Антошка взглянула на мать, готовая отразить ее упреки, но
Елизавета Карповна подтвердила:
- Господин Графстрем напрасно надеется на победу Гитлера. Моя
дочь права...
И через неделю Антошка с мамой переехали на новую квартиру в
большом доме, где жило много иностранцев.
Антошке понравилось новое обиталище. Это была почти игрушечная
квартира. В комнате помещались диван-кровать, кресло-кровать, стол и
несколько стульев. Продолговатая кухня разделялась раздвижной
стеклянной перегородкой: в одной части плита, раковина для мытья
посуды и стенной шкаф, за перегородкой стол и четыре стула - эта часть
заменяла им столовую, или, по-шведски, "матрум". В передней большой
стенной шкаф и напротив маленькая душевая комната. Два окна квартиры
выходили во двор.
Мама теперь работает с утра до ночи: утром в школе, затем она
отправляется на практику в клинику, а вечером - в пресс-бюро.
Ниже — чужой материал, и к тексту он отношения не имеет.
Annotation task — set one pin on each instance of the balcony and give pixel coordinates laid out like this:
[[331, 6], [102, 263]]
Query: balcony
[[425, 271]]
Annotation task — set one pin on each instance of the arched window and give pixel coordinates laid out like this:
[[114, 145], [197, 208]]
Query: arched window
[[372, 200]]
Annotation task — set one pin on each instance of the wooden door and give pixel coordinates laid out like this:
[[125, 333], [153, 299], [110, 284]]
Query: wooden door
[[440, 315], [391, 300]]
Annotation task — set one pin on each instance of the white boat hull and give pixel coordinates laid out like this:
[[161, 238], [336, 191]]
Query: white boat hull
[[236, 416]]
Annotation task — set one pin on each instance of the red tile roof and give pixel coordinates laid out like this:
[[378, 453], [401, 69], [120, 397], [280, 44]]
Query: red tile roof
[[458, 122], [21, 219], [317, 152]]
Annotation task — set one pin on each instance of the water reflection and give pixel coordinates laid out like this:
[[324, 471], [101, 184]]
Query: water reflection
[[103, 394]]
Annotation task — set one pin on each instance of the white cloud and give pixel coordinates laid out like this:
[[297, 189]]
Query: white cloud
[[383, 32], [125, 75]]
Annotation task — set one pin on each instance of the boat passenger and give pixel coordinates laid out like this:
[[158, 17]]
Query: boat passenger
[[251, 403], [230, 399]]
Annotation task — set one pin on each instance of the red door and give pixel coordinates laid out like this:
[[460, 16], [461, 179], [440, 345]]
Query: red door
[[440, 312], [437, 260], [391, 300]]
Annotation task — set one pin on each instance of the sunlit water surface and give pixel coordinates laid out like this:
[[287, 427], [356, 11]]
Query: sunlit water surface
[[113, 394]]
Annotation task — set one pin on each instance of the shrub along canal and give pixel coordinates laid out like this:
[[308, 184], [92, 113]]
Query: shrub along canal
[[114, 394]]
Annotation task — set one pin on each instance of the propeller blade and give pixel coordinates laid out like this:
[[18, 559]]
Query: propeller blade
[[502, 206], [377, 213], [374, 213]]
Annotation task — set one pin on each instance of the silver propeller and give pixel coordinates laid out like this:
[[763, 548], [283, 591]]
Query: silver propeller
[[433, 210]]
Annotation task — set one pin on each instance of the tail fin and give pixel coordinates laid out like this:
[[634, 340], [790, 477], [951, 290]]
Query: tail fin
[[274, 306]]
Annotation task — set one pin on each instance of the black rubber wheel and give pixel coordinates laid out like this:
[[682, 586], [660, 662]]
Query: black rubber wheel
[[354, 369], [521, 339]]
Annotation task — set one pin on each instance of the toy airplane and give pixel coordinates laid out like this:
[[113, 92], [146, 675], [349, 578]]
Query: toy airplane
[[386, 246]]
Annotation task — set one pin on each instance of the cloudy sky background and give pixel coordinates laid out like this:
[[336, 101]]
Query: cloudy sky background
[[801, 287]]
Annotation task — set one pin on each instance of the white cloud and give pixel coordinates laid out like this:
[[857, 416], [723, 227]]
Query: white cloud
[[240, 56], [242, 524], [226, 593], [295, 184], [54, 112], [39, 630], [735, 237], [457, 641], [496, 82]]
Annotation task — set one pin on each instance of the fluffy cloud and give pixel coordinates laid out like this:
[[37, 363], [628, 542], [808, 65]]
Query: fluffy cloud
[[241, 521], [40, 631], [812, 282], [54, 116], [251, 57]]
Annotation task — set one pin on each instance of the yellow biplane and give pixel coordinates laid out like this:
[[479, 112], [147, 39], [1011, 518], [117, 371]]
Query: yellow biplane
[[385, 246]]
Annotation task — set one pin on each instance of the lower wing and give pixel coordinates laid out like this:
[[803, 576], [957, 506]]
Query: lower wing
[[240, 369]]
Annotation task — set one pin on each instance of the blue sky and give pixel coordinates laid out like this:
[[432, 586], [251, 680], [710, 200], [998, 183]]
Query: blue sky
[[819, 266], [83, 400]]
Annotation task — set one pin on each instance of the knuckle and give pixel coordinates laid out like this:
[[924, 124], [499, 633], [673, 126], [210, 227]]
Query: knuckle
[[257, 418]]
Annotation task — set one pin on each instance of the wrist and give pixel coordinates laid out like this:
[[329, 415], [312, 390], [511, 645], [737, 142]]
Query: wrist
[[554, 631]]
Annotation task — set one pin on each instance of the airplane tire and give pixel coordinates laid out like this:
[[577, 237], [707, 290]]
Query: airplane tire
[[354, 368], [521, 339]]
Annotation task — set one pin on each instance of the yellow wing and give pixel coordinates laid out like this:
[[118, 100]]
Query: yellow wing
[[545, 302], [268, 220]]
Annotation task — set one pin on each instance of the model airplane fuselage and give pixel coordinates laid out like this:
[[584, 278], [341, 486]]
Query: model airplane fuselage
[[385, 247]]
Антошка
ведет все домашнее хозяйство и заведует продовольственными карточками.
Карточек много, они похожи на крохотные почтовые марки, и их легко
потерять. Хлеба выдают двести граммов в день на человека, мяса -
четыреста граммов в месяц и на каждое яйцо отдельная карточка,
карточки надо беречь, продукты экономить и умудряться каждый день
готовить завтрак, обед и ужин.
Продавщицы в магазинах уже не те. Когда продавали без карточек,
все были ласковые и очень вежливые, а сейчас уговаривать покупателя не
надо: каждый выкупит все продукты по карточкам. И продавщицы перестали
улыбаться. А может быть, не улыбаются потому, что боятся войны? Все в
Швеции сейчас боятся войны.

    МАЛЬЧИК С ЗАКОЛКОЙ



Сегодня на обед запеканка из картошки с рыбой и кисель из ревеня.
Кисель кислый-прекислый, но мама сказала, чтобы Антошка не вздумала
роскошествовать, иначе вторую половину месяца будут сидеть без сахара.
Антошка приготовила обед, выключила газ, разлила прозрачный, с
зелеными и розовыми прожилками кисель в мисочки, протерла мокрой
шваброй линолеум на кухне.
Все дела сделаны. Читать? Нет, не хочется. Вот если бы
погулять...
Она подошла к окну и выглянула во двор.
Освещенный солнцем большой квадратный двор жил своей жизнью. С
трех сторон высятся жилые корпуса с многочисленными балконами,
затянутыми полосатыми яркими тентами, за аркой - заросли тополей и
лип, сбегающих от двора вниз по откосу, к железной дороге, по которой
день и ночь проносятся поезда. Деревья стоят еще совсем прозрачные,
покрытые, как росой, яркими блестящими почками.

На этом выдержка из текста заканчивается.